Pitney Bowes, is perhaps best known for its postage meters and other mailing services.
But about a decade ago it launched a global ecommerce operation — eBay was its first client — that provides business-to-consumer logistics services for domestic and cross-border delivery, returns and fulfillment.
And while ecommerce is a huge business globally, Pitney Bowes has struggled to make its operation profitable. In the second quarter alone, revenues fell 25%.
This year investor dissatisfaction has mounted. Earlier in the year hedge fund Hestia publicly chastised management and put up a slate of directors, vowing to replace CEO Marc Lautenbach and seek buyers for the struggling ecommerce division. The firm won four board seats, not enough to displace the CEO.

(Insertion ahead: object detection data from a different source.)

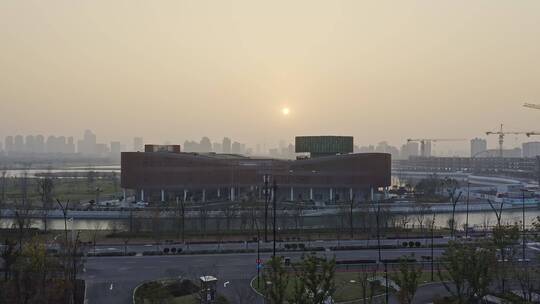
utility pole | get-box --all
[464,179,471,239]
[375,202,381,263]
[350,197,354,240]
[257,225,261,288]
[263,174,269,243]
[384,261,389,304]
[521,189,525,263]
[272,178,277,258]
[431,213,435,282]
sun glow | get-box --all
[281,108,291,116]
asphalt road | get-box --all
[82,243,540,304]
[83,248,442,304]
[87,237,450,253]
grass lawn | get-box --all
[168,295,199,304]
[252,271,446,302]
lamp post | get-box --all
[431,213,435,282]
[521,189,525,263]
[272,178,277,258]
[375,202,381,262]
[263,174,269,243]
[464,182,471,239]
[384,261,389,304]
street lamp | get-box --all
[263,174,270,243]
[272,178,277,258]
[375,202,381,262]
[464,182,471,239]
[521,189,527,263]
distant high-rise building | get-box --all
[212,143,223,153]
[183,140,200,152]
[24,135,35,153]
[13,135,24,153]
[4,136,14,154]
[66,136,75,154]
[471,138,487,157]
[231,141,242,154]
[375,141,399,158]
[522,141,540,158]
[399,141,419,159]
[421,140,431,157]
[77,130,96,155]
[56,136,67,154]
[221,137,231,154]
[34,135,45,153]
[92,144,110,156]
[199,136,212,153]
[111,141,121,158]
[45,135,58,153]
[133,137,144,152]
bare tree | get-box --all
[414,203,431,234]
[230,284,257,304]
[224,206,237,231]
[37,177,54,232]
[358,265,378,304]
[0,167,7,219]
[14,201,32,251]
[92,221,101,254]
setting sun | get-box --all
[281,108,291,116]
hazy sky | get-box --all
[0,0,540,151]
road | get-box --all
[83,248,442,304]
[87,237,450,253]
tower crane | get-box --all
[486,124,528,158]
[407,138,467,157]
[523,103,540,110]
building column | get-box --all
[291,186,294,202]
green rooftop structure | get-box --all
[295,136,353,158]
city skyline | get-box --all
[0,1,540,150]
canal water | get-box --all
[0,209,540,231]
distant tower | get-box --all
[13,135,24,152]
[221,137,231,154]
[199,136,212,153]
[4,136,14,154]
[34,135,45,153]
[24,135,35,153]
[422,140,431,157]
[133,137,144,152]
[471,138,487,157]
[231,141,242,154]
[522,141,540,158]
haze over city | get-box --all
[0,0,540,150]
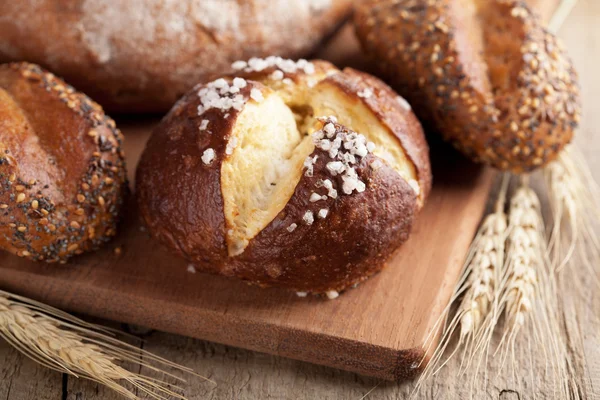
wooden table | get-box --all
[0,0,600,400]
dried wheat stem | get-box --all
[0,291,214,399]
[413,175,509,395]
[503,181,545,330]
[544,147,600,284]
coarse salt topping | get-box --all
[231,56,315,77]
[307,117,375,197]
[225,136,237,155]
[198,78,247,115]
[396,96,412,111]
[250,88,265,103]
[304,156,319,177]
[357,88,373,99]
[325,290,340,300]
[202,149,215,165]
[302,211,315,225]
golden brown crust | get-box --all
[223,60,432,207]
[355,0,580,172]
[324,68,432,202]
[136,62,431,293]
[0,0,351,112]
[0,63,127,262]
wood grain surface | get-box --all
[0,0,600,400]
[0,121,492,380]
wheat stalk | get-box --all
[494,180,569,398]
[544,146,600,285]
[0,291,214,400]
[503,186,545,330]
[413,175,509,396]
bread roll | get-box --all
[0,63,127,262]
[136,57,431,294]
[355,0,581,173]
[0,0,351,112]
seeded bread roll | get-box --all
[136,57,431,297]
[0,0,352,113]
[0,63,127,262]
[355,0,580,173]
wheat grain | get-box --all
[412,174,509,396]
[0,291,213,399]
[503,186,545,330]
[458,212,507,337]
[544,146,600,285]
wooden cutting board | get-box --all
[0,0,568,380]
[0,122,492,379]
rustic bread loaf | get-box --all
[136,57,431,295]
[0,63,127,262]
[0,0,352,112]
[355,0,580,172]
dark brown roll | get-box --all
[0,63,127,262]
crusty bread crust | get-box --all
[136,61,431,293]
[0,0,351,112]
[355,0,580,173]
[0,63,127,262]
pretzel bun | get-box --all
[355,0,581,173]
[0,63,127,262]
[136,57,431,295]
[0,0,352,112]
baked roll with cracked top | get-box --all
[355,0,581,173]
[136,57,431,297]
[0,63,127,262]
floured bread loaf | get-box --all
[0,0,352,112]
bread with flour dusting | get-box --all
[0,0,351,112]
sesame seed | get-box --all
[325,290,340,300]
[198,119,209,131]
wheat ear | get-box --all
[413,175,508,396]
[0,291,214,399]
[544,146,600,285]
[494,176,568,396]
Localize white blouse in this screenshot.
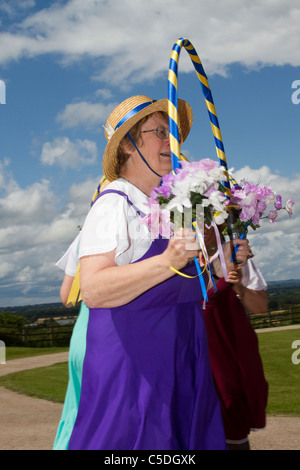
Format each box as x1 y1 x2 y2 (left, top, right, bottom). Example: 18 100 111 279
56 178 267 290
79 178 152 265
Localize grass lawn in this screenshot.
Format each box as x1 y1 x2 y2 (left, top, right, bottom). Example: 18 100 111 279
0 329 300 416
257 329 300 416
6 347 69 361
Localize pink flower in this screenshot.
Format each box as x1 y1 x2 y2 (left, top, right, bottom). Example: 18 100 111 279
274 194 282 210
285 199 295 217
268 211 278 224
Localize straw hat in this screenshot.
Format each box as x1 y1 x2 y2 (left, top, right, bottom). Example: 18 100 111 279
103 95 193 181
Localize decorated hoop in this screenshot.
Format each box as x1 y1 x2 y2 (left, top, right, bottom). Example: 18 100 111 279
168 38 231 199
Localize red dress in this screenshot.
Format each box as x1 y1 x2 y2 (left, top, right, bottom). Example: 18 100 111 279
203 279 268 441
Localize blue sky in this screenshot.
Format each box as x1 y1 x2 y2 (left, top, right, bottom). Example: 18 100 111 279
0 0 300 306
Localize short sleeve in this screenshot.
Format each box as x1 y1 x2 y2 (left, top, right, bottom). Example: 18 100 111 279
79 194 129 258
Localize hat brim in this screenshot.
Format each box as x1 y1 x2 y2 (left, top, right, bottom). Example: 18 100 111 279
103 99 193 181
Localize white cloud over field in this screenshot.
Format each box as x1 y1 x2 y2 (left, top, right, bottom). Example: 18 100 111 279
0 0 300 81
0 158 300 306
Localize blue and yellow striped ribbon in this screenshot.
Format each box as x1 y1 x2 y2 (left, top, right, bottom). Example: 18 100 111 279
168 38 231 199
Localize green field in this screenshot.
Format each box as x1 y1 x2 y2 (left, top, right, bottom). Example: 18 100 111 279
0 329 300 416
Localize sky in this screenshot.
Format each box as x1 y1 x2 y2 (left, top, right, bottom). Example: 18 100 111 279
0 0 300 307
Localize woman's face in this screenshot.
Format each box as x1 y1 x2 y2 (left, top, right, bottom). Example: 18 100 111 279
132 113 172 176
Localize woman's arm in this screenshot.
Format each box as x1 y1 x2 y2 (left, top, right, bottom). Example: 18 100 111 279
228 269 268 314
60 274 74 307
80 229 199 308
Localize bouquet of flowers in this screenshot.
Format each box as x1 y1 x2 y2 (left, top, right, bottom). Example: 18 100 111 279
143 159 228 238
142 159 295 244
223 179 295 238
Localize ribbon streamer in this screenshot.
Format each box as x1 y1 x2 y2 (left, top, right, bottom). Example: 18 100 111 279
168 38 236 299
168 38 231 199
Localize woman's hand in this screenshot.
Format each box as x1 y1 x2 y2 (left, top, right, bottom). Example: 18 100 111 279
223 238 251 272
161 228 199 270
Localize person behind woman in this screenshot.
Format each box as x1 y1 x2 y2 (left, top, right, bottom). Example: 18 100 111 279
57 96 249 450
204 259 268 450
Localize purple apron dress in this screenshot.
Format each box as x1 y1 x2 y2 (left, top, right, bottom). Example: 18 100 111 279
68 189 226 450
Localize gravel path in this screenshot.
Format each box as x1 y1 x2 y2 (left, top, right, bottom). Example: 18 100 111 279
0 330 300 450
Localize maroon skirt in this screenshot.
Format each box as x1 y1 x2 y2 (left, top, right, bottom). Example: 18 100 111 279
203 279 268 440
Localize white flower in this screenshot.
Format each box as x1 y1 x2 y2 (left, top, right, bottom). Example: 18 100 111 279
103 121 115 141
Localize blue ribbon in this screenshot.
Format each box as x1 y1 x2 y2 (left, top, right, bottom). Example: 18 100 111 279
115 101 153 130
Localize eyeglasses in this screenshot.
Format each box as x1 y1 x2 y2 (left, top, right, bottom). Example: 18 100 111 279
141 127 170 139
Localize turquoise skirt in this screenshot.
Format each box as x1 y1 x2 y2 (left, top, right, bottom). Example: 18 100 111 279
53 302 89 450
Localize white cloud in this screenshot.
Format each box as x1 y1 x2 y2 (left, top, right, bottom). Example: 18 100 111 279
234 166 300 281
40 137 97 169
0 0 300 82
56 101 118 131
0 156 300 306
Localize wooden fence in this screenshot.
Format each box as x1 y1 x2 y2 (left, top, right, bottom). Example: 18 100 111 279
248 305 300 329
0 305 300 347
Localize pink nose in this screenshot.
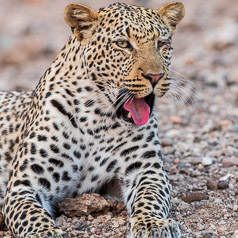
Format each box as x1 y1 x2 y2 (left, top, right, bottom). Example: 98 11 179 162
146 73 164 87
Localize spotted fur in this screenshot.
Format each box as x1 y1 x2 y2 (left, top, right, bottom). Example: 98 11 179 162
0 2 184 238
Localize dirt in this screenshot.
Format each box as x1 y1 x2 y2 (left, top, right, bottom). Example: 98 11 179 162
0 0 238 238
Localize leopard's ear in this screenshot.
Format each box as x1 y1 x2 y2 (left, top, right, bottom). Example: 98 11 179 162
64 4 98 41
159 2 185 33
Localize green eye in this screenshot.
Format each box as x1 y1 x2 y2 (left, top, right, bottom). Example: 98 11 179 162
116 41 133 50
157 40 171 48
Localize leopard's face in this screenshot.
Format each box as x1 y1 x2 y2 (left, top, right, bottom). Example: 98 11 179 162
66 3 184 125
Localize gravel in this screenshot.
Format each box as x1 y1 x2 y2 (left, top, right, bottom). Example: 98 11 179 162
0 0 238 238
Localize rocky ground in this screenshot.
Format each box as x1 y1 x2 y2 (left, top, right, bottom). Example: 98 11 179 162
0 0 238 238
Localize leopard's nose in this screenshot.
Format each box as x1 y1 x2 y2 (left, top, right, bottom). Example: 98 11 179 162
146 73 164 88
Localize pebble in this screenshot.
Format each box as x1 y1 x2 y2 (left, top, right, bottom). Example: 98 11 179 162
202 157 213 166
217 180 229 189
222 156 238 167
74 221 88 230
206 179 217 190
201 231 213 238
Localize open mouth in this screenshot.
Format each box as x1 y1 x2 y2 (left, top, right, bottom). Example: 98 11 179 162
116 93 155 126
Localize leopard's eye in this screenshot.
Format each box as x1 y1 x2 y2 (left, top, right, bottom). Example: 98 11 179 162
116 40 133 50
157 40 171 48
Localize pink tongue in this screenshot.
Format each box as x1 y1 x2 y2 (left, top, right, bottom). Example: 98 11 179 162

Among the directors who opted not to run to run for a new term this year was former IPG Chairman and CEO Michael Roth. He joined the Pitney Bowes board in 1995 and was chairman for a period before stepping down from the role in March.
Earlier this week activist investor Ancora issued an “open letter” to the Pitney Board demanding more changes and, like Hestia, called for the replacement of CEO Lautenbach and possibly selling the ecommerce operation.
Ancora also took aim at current board chair Mary Steele Guilfoile, who also sits on the IPG board. Ancora characterized her as a “blind supporter” of the firm’s ecommerce-centric strategy “that has driven massive losses and the destruction of approximately 50% of the company’s market capitalization since 2018.”
Ancora urged the board to replace Guilfoile as chairman with Katie May who was elected earlier this year as part of the Hestia slate.
Asked for comment, a Pitney Bowes spokesperson replied via email, “As a practice, Pitney Bowes engages in open and regular communication with shareholders and welcomes constructive input on how to enhance long term shareholder value."
“Our Board of Directors and management team remain focused on delivering long term and sustainable future value.”